だが、オレは祐人にバレた時、驚愕と焦燥と同時にどこかスッキリした気持ちも芽生えていた。
正直なところ、隠し事の共有先がいるのは心が楽だったりする。
白石にはそれが居ないというのは不公平な気もするし、オレばかり我儘を通してもらってるのは申し訳ない。

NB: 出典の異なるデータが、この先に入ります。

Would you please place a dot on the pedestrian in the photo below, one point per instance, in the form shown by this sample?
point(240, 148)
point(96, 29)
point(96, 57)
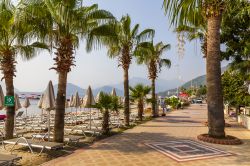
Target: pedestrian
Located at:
point(163, 106)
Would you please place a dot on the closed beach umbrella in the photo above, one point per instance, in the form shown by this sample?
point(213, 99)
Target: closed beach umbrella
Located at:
point(66, 104)
point(39, 104)
point(113, 92)
point(71, 101)
point(97, 97)
point(17, 103)
point(48, 102)
point(26, 104)
point(1, 98)
point(89, 101)
point(76, 103)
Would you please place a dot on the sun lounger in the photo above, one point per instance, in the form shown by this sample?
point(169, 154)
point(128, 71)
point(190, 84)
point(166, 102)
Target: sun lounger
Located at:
point(33, 144)
point(6, 159)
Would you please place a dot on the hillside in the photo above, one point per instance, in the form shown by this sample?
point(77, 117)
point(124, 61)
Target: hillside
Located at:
point(196, 82)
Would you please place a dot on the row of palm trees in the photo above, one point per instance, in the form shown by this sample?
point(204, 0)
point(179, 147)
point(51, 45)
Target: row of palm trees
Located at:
point(59, 26)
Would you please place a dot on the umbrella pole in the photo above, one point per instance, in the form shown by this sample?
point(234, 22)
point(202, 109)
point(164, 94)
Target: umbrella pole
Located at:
point(90, 119)
point(71, 115)
point(41, 115)
point(48, 125)
point(76, 115)
point(26, 119)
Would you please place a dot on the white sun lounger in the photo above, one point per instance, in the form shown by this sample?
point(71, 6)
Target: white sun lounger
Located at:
point(33, 144)
point(6, 159)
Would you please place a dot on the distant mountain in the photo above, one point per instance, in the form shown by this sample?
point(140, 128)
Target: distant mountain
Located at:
point(72, 89)
point(198, 81)
point(161, 84)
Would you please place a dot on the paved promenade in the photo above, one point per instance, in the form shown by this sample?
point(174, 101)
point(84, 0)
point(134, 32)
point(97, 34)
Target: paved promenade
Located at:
point(130, 149)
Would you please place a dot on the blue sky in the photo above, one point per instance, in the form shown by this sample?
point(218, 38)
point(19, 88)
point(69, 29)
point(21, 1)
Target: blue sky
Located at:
point(96, 69)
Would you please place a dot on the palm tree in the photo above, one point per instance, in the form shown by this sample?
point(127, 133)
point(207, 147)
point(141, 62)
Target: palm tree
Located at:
point(182, 12)
point(195, 31)
point(121, 40)
point(151, 55)
point(12, 43)
point(106, 103)
point(138, 94)
point(62, 24)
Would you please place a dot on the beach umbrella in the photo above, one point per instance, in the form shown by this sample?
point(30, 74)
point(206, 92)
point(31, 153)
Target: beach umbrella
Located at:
point(76, 103)
point(66, 104)
point(26, 104)
point(39, 104)
point(89, 101)
point(97, 97)
point(71, 101)
point(48, 102)
point(1, 98)
point(97, 100)
point(17, 103)
point(113, 92)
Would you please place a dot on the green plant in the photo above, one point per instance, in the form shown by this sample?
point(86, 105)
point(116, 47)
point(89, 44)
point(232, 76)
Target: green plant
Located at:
point(152, 56)
point(62, 24)
point(138, 95)
point(121, 38)
point(173, 102)
point(107, 103)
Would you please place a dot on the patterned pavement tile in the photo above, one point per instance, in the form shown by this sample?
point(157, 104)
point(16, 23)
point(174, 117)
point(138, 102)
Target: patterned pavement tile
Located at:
point(130, 149)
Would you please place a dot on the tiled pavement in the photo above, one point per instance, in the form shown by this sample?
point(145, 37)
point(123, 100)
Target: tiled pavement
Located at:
point(129, 149)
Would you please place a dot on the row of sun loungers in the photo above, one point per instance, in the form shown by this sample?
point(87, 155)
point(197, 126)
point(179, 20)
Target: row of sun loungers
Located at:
point(22, 141)
point(6, 160)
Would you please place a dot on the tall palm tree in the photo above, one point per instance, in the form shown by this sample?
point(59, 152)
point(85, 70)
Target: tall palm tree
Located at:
point(12, 43)
point(138, 94)
point(195, 31)
point(62, 23)
point(151, 55)
point(121, 39)
point(181, 12)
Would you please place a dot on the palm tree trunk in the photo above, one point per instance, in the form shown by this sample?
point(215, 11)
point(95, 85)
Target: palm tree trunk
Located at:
point(140, 109)
point(60, 107)
point(216, 122)
point(10, 111)
point(105, 124)
point(126, 95)
point(153, 98)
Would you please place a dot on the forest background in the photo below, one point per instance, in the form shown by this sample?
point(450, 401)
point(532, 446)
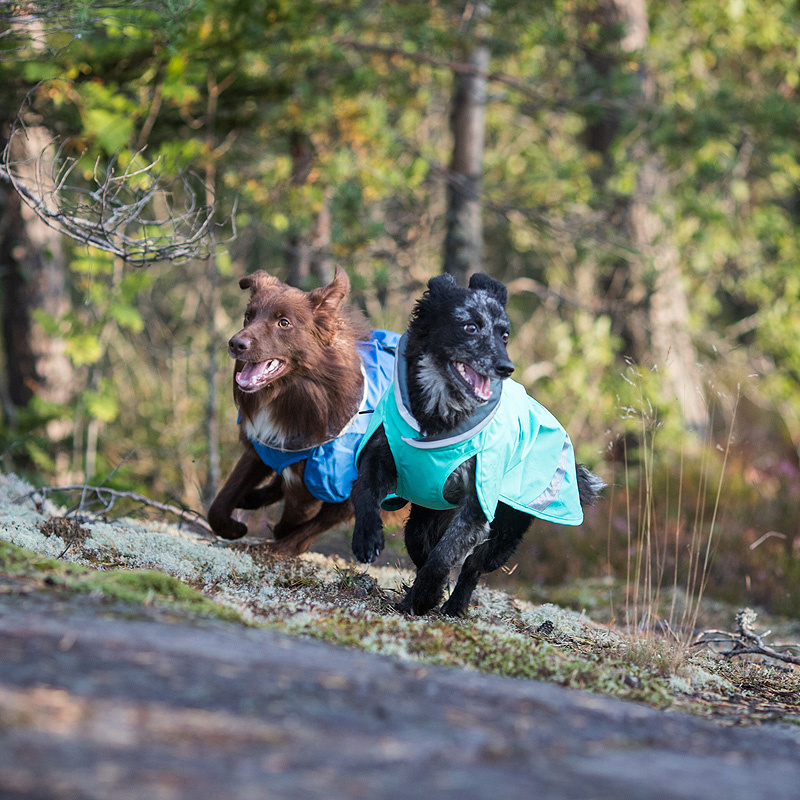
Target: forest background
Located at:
point(630, 168)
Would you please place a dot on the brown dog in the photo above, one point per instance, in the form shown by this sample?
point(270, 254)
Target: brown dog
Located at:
point(299, 383)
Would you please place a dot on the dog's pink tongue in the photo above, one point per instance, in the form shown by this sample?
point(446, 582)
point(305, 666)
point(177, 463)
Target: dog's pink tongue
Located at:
point(250, 373)
point(481, 384)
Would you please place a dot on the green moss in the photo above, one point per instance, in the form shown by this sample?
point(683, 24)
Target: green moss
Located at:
point(126, 585)
point(22, 562)
point(149, 586)
point(490, 650)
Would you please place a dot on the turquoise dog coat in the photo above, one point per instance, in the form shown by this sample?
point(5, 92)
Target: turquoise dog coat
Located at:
point(524, 457)
point(331, 467)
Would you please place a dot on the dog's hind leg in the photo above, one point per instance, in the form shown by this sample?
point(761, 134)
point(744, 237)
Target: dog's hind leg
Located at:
point(249, 471)
point(292, 542)
point(423, 530)
point(468, 529)
point(505, 534)
point(377, 477)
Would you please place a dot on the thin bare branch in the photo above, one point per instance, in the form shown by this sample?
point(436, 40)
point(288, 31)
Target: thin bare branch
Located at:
point(745, 641)
point(133, 212)
point(101, 500)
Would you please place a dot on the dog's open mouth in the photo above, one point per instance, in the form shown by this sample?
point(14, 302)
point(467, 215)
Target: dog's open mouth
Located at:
point(257, 374)
point(481, 385)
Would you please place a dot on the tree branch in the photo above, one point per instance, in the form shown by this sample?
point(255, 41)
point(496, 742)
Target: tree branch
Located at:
point(93, 497)
point(745, 641)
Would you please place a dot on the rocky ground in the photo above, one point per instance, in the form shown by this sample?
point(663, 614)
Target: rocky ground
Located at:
point(214, 671)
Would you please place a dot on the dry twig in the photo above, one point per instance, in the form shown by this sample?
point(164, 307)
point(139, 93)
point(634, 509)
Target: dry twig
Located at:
point(101, 500)
point(746, 641)
point(130, 211)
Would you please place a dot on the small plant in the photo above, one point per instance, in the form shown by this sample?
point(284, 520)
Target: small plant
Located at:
point(669, 551)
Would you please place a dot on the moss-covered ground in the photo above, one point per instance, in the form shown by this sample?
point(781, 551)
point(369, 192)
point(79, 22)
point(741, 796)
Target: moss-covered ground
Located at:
point(326, 597)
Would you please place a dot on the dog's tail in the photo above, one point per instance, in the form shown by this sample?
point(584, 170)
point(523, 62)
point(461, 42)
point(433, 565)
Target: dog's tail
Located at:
point(589, 485)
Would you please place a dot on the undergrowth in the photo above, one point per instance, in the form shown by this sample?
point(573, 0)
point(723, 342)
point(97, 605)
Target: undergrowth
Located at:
point(329, 599)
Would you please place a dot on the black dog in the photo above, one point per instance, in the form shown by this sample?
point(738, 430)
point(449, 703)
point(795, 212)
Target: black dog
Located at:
point(496, 463)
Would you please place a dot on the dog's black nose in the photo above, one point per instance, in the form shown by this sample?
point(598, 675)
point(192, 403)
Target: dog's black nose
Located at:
point(503, 368)
point(238, 345)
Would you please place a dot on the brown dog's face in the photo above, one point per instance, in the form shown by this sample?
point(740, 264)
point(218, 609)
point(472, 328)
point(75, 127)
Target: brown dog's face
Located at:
point(285, 329)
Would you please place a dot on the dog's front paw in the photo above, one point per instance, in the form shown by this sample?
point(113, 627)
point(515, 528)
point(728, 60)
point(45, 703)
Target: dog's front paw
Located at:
point(455, 607)
point(367, 546)
point(227, 528)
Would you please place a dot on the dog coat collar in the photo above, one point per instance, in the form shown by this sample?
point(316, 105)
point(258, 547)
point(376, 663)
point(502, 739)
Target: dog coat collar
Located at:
point(466, 430)
point(331, 466)
point(524, 458)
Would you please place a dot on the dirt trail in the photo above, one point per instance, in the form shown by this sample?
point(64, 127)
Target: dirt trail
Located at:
point(99, 707)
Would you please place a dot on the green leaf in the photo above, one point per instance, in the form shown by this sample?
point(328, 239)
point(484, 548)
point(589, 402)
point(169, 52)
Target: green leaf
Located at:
point(84, 348)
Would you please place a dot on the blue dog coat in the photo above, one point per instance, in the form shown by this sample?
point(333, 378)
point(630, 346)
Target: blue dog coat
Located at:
point(331, 467)
point(524, 457)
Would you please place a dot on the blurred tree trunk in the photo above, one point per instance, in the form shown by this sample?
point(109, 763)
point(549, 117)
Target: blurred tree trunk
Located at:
point(307, 252)
point(647, 289)
point(463, 245)
point(33, 270)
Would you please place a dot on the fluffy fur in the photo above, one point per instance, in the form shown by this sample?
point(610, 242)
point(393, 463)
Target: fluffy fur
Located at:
point(456, 342)
point(297, 382)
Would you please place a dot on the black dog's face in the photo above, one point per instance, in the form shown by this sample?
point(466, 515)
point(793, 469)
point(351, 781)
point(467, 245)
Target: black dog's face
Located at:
point(457, 343)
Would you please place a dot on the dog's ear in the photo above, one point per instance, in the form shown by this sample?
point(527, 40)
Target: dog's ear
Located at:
point(484, 283)
point(258, 281)
point(440, 285)
point(326, 302)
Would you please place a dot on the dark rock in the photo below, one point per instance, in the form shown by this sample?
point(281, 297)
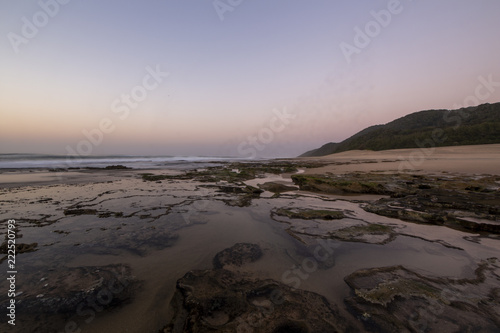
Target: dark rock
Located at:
point(277, 188)
point(396, 299)
point(223, 301)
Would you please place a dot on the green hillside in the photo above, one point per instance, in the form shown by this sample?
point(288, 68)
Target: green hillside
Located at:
point(467, 126)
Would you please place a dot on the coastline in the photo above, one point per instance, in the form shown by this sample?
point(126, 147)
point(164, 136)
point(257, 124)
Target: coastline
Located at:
point(312, 229)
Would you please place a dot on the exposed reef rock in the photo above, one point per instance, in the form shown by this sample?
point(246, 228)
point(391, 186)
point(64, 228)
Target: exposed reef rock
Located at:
point(466, 203)
point(396, 299)
point(48, 299)
point(277, 187)
point(219, 300)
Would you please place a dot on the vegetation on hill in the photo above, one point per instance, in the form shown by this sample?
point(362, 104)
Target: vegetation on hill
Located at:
point(438, 128)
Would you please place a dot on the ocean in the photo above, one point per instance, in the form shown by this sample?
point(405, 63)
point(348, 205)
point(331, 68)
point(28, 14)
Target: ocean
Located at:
point(37, 161)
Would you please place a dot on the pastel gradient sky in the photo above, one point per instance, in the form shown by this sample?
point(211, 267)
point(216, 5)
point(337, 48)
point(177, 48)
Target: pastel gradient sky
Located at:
point(227, 76)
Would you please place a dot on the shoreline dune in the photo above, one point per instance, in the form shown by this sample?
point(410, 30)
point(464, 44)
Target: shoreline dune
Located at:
point(422, 241)
point(477, 159)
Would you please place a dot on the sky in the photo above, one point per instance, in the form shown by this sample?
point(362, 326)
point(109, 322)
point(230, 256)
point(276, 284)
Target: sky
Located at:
point(233, 77)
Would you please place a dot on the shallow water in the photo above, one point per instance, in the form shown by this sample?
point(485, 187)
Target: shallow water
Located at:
point(163, 230)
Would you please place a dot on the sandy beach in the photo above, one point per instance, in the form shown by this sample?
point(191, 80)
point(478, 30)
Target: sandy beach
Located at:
point(481, 159)
point(306, 240)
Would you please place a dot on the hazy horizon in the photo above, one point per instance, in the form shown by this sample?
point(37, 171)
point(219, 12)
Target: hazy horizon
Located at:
point(237, 78)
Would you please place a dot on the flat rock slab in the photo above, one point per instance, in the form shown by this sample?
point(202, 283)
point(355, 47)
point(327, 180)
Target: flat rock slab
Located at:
point(396, 299)
point(224, 301)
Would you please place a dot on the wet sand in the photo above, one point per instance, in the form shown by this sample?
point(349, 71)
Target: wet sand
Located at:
point(162, 228)
point(481, 159)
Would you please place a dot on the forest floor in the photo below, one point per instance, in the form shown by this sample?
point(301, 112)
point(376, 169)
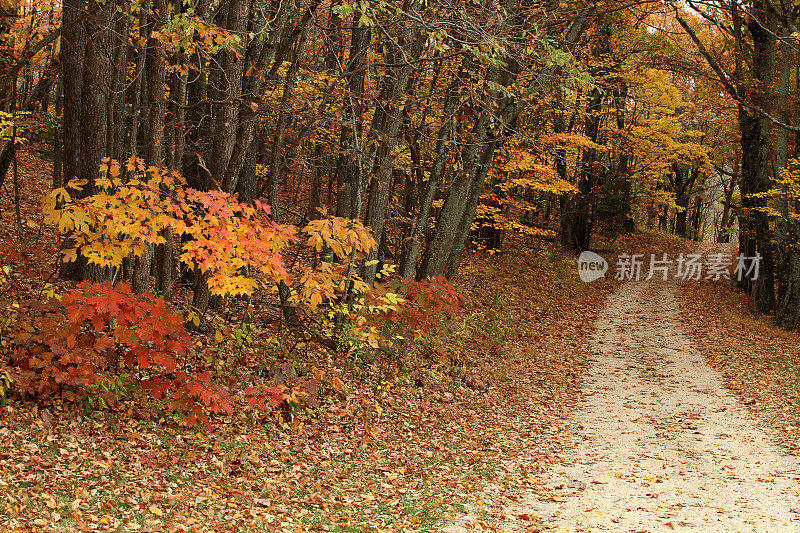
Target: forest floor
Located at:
point(497, 422)
point(665, 442)
point(482, 402)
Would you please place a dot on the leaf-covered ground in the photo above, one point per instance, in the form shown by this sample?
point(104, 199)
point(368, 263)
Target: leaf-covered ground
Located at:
point(477, 412)
point(494, 390)
point(760, 363)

「もしもの時、白石が信用出来る相手になら相談してもいいからな」
オレはその旨を伝えるためにもそう口にした。
「ありがとうございます。そうですね、もしもの時は誰かに相談します」
こうすることで、白石は溜め込まない。
そうすれば不意に爆発して不特定多数に漏れる心配はないはずだ。
「そういえばこちらも聞きたいことがあるのですが、よろしいですか?」
この話は終わりといった感じで聞いてきた。
「なんだ?」
「昨日、生徒会長に呼ばれたんですけど…」
瞬間、オレは口を閉ざす。
それはもうみっちりと。
「生徒会に入らないか誘われまして」
「…」
「でも、私と生徒会長は全く面識が無いんですね」
「…」
「それで、どうして私を勧誘するのかを聞いてみたら…」
「…」
「とある方に薦められたとのことでした。それでそのとある方というのが…」
「すいませんでした」
終業式の日、生徒会に勧誘されたオレは非常に嫌だった。
だが、任命されてしまうと断る方が面倒だったりする。
そうなれば、生徒会長にも確認をとったが、代役を立てるというのが最も効果的な手であると判断した。
そしてその代役として白羽の矢が立ったのが白石だ。
もう1人紫条も推薦したが、それは既に勧誘済みということだった。
そして、終業式以降で呼べる最短の日が昨日。
夏休みにも関わらず登校する日だ。
オレが白石を売ったことが早速バレてしまったというわけだ。
「謝る必要はありませんよ。生徒会に誘われること自体は誇らしいことですし」
許された。
良かった。
罰として飯を作ってもらえないとかなったら流石に凹む。
最初渋っていたのが嘘みたいに夕食時が楽しみになってるのだ。
「そうか。でも悪かったな勝手に名前を挙げて」
許可も得ずに生徒会に推薦している事実は変わらないので謝らせてもらう。
「いえ。それでなんですが、黒田くんは生徒会に入るつもりはあるのですか?」
「正直全くない」
無いからこの事件が起きてしまったまである。
「そうですか…。それでは私も断らせてもらいます」
「どうしてだ?白石にデメリットは無いように感じるが」
オレは普通に面倒だから嫌なのだが、白石みたいな勤勉なタイプは向いているのではないかと思う。
断る理由は見当たらない。
「そんなの決まってますよ。私はこの時間を気に入ってます。それが減るのは充分にデメリットと言えます」
またこいつは無自覚に…。
だが、恐らくこいつは本当に他意などないのだろう。
気にしたら負けということだ。
「そうかい」
「はい、そうです」
それからは食事を片付け、いつも通りまったりと2人で過ごした。